デビットスプレッドでトレンドに乗り遅れても39万円稼いだ事例のように売りポジションによって買いポジションのコストを回収しながらも、デルタヘッジで市場暴落時に112万円の利益を出せる理由とはで解説したようなロングストラドルの戦略を実現できる、ロングコンドル戦略が有効なのです。

weeklyロングコンドル組成のポイントはデルタニュートラル

2017年9月9日は、北朝鮮によるミサイル発射等何か起きる可能性が取沙汰されていました。

ここで、もし本当に何かが起きた場合には大きく下落するだろうと考えます。

9月に入って500円近く下げてはいるが、すべてを織り込んでいるとは思えないからです。

しかし、オプションを買うヘッジは、オプションの時間価値の減少などにより、何も無ければ買ったオプション料が減ることによりお金を失ってしまう危険性があります。

オプション料の減価と、相場の大きな変動のどちらに掛けるかという戦い方になるのですが、今回は北朝鮮リスクが明確なので、大きく動く方に賭けてみたいと考えました。

何かが起これば下げ、何もなければ上げ。ということで、方向性のリスクを獲るのではなく大きく動くだろうという戦い方を実現したわけです。

そこでWeeklyオプションを活用すれば、プレミアムは安いので小さい資金から始められるメリットを最大限に生かせます。

<上昇用>

  • 9月限3w C19625(@21)買い1枚
  • 9月限3w C19875(@5)売り1枚

<下落用>

  • 9月限3w P18750(@50)買い1枚
  • 9月限3w P18500(@5)売り1枚

このときポジションのデルタの合計が±0であることを確認できると良いでしょう。

±0であれば、相場の方向性を予想しない、デルタニュートラルの戦略となるからです。

この時の最大損失は、最後まで保有し続けたとして、21円-5円+50円-5円=32円。オプションは1000倍なので、3.2万円程度で済みます。

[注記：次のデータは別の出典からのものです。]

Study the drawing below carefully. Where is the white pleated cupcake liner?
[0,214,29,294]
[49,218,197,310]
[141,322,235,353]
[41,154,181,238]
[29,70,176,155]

このように、週末何が起きるかわからない時に、コストを抑えて短期決戦のオプション取引を出来る手法としてロングコンドルを採用することで、デビットスプレッドのようにコストを回収しながらも、ロングストラドルのように相場の上下を予想しなくてよいポジションを組み立てられることがわかります。

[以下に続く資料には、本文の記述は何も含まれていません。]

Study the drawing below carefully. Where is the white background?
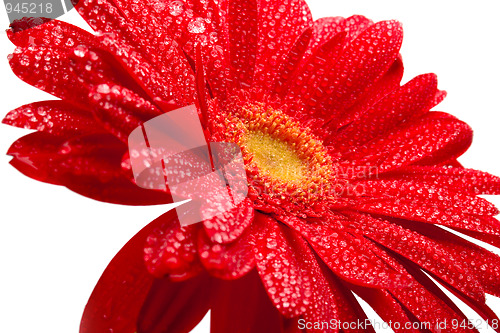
[0,0,500,333]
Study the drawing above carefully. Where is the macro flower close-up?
[3,0,500,333]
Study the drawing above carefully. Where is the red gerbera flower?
[4,0,500,333]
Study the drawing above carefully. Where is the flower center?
[220,100,335,204]
[244,131,307,181]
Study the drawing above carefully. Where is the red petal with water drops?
[227,0,259,87]
[254,213,312,317]
[254,0,313,90]
[203,198,254,244]
[333,74,437,151]
[2,101,104,137]
[328,56,404,134]
[76,1,195,105]
[198,224,255,280]
[348,213,485,302]
[7,132,172,205]
[135,273,214,333]
[311,21,403,122]
[7,20,97,48]
[144,213,201,279]
[402,223,500,297]
[380,166,500,195]
[9,46,92,108]
[389,262,477,333]
[306,15,373,59]
[80,211,177,333]
[210,270,282,333]
[286,33,345,118]
[349,285,421,333]
[274,28,312,97]
[89,84,161,142]
[356,180,498,216]
[355,182,500,235]
[342,112,472,173]
[7,132,67,185]
[280,216,410,288]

このポジションを組成した翌週の月曜日にどのような姿になるかを示した損益グラフです。

緑の線が組成時のグラフ、黄色の線が予想されたグラフとなります。

この姿が、火曜日にはだんだんくぼんでいくことが分かります。

縦軸の損益が0を割り込むのが分かります。これは保有していて相場に変動が無いと損失が膨らんでいくということを示しています。

実際の相場で満期まで保有すれば+13.6万円の利益

実際の相場ではミサイルは発射されずに日経平均株価が上昇していきました。

実際のポジションの推移を見てみましょう。

週明け月曜日はミサイル発射はされなかったため、日経平均株価が前日比+500円となりました。

その時の実績の線が赤いグラフです。

翌日火曜日は、日経平均株価は+60円と若干変動したのみでした。

損益自体は-3000円と損失が解消されています。

ではweeklyオプション満期まで保有したらどうなったのかを見てみましょう。

最終的には青い線のSQ時の損益グラフに従いますので、そのまま保有を続けると+13.6万円の利益が出ていたことが分かります。

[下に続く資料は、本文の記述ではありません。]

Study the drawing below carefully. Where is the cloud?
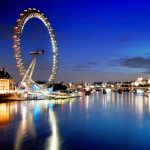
[73,62,98,70]
[59,61,99,71]
[111,56,150,73]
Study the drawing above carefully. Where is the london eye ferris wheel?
[13,8,58,86]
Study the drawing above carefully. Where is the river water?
[0,92,150,150]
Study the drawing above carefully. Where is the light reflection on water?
[0,92,150,150]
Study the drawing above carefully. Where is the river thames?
[0,92,150,150]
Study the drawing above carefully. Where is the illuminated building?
[0,68,14,91]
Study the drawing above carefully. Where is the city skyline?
[0,0,150,82]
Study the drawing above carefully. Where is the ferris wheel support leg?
[21,57,36,83]
[29,56,37,79]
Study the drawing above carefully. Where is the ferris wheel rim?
[13,8,58,85]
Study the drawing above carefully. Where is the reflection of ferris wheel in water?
[13,8,58,86]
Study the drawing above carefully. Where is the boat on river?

Weeklyオプションによるロングコンドルのポイント

上昇用にコールのデビットスプレッド、下落用にプットデビットスプレッドを両建て的に入れていますので、それぞれの最大損失よりも最大利益の方が大きいのでどちらかが最大利益になることを期待するポジションということになります。

この際にポジションの損益グラフを検討することで、ポジションのリスクを視覚的に分析することができるでしょう。

組成時はデルタ=±0でも、相場が上がれば上昇に強く、相場が下落すれば下落に強いポジションとなりますので保有している場面での大幅上昇、大幅下落は利益になる事が分かります。

Weeklyオプションのプレミアムは安いので小さい資金から始められるので組みやすいでしょう。

もちろん満期まで持たずに自分の裁量で反対売買により手仕舞うこともできます。

Weeklyオプションによるロングコンドルの注意点

weeklyオプションは流動性低く、マンスリーオプションに比べて取引しにくいです。

銘柄によっては約定しにくいので、発注の際には流動性も考慮して注文しましょう。

また、反対売買も出来ますがオプションがインザマネーとなった場合の流動性の減少には注意が必要です。これはweeklyオプション特有の注意点ではなく、マンスリーオプションも同様です。

証券会社によってはweeklyオプションを取り扱っていない場合もあります。大手ネット証券で取り扱っている証券会社は、2017年12月時点では、楽天証券、SBI証券になります。

もしweeklyオプションを取引したい場合は、取り扱いのある証券会社を選択しましょう。

もし相場が動かなかった場合はセータ分の損失が出ます。

ロングストラドルはオプションによる保険料としてセータを支払っていますので、1日あたりセータ×1000円のロスが出ることを覚えておきましょう。

逆に、相場が動けばセータの負け以上に利益が出ます。少しでも動けばセータ分のコストを回収できる可能性があるので、イベントがある週末などにこの戦略を組む事が有効です。

まとめ

weeklyオプションを活用することで、上がるか下がるかを当てることで利益を得る戦い方ではない、オプションならではの「方向性に関係なく短期的に大幅上昇or大幅下落となれば利益になる戦い方」を実現するロングストラドルを安価で組成することができました。

weeklyオプションは1週間満期に限定されているわけではありませんので、常に毎週金曜日をSQとするオプションのヘッジが出来ます。

これにより多彩な戦略を組む事ができるようになりましたので、オプションの戦略の幅を感じる事が出来るでしょう。

もし今後何か地政学的なイベントが予想されるときには、何かあるかもしれないという相場観を実現する手段としてオプションによる戦い方を身に付けておきましょう。

 

 

 

 

※当ブログは筆者の個人的な見解を示すものにすぎません。掲載しているデータの収集とその分析についても、筆者の個人的な視点に基づく分析であり、その有効性を保証するものではありません。解説においては、筆者の独自の視点で学習目的のために事例を簡略化している場合があるため、資料の中で紹介される事例は実際の相場とは異なる場合があります。取引事例についても、完全に再現しているものではなく、かつ、その有効性を担保するものではありません。また、本資料に含まれる記述や情報については十分精査しておりますが、その内容に関して筆者は一切責任を負いません。

※当ブログは過去の市場分析と戦略案を検討するものでありますが、取り上げている投資戦略についてはシミュレーション上のものであり、確実にそのような結果が出ることを示すものではありません。また、相場状況によっては損失が出ていた可能性も十分にあり得ます。当該シミュレーション結果が解説の中で説明した戦略の優位性や利益を保証するものではありません。よって、その内容を将来に当てはめて利益が出ることを保証するものではありません。投資手法の有効性などにつきましては、読者の皆様において十分に内容をご精査いただき、商品の特性、取引の仕組み、リスクの存在、手数料等を十分にご理解いただいたうえで、ご自身の投資判断と責任でお取引いただくようお願いします。